When I checked updates on the original node I recognized what might have been the problem:

1750804265088.png

So those files were updated after the initial tweaks to certs. I'll retry the same process of creating ssh keys and running pvecm updatecerts on each node and see if that works.
 
Last edited:
No joy. Went through recreating the certs again, and running pvm updatecerts on both machines and it is still in a state where it will migrate using the slower network, but not the faster network.

When I try I get


> 2025-06-24 19:47:38 # /usr/bin/ssh -e none -o 'BatchMode=yes' -o 'HostKeyAlias=pve' -o 'UserKnownHostsFile=/etc/pve/nodes/pve/ssh_known_hosts' -o 'GlobalKnownHostsFile=none' root@10Gnet/bin/true
> 2025-06-24 19:47:38 ERROR: migration aborted (duration 00:00:03): Can't connect to destination address using public key

So it works, but not the way I'd like.

Additional information:

Both interfaces are set up redundantly, so there's a bond, and the bridge sits on top of that bridge.

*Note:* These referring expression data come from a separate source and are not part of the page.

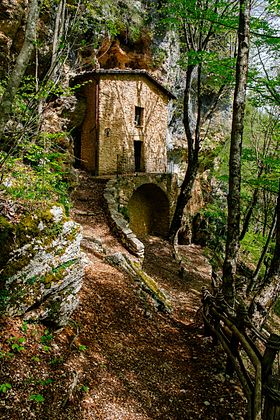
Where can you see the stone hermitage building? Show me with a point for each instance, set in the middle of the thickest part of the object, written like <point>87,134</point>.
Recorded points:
<point>125,125</point>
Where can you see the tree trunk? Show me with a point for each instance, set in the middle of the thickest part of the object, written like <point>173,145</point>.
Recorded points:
<point>268,295</point>
<point>20,66</point>
<point>233,233</point>
<point>262,256</point>
<point>249,213</point>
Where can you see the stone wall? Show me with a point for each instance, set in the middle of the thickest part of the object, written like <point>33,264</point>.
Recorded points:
<point>89,132</point>
<point>118,194</point>
<point>109,131</point>
<point>42,270</point>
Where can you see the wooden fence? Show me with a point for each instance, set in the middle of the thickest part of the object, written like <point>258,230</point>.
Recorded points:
<point>250,354</point>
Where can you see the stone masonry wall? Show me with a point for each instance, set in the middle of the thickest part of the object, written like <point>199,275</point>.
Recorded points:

And when I configured the cluster, instead of just indicating the management bond as the cluster management interface, I went ahead and threw the 10G interface in there as a backup as well.

Maybe that additional bit of complexity screwed something up.
 
Last edited:
Resolved this - the MTU setting of 9000 on the 10G link was causing ssh to time out.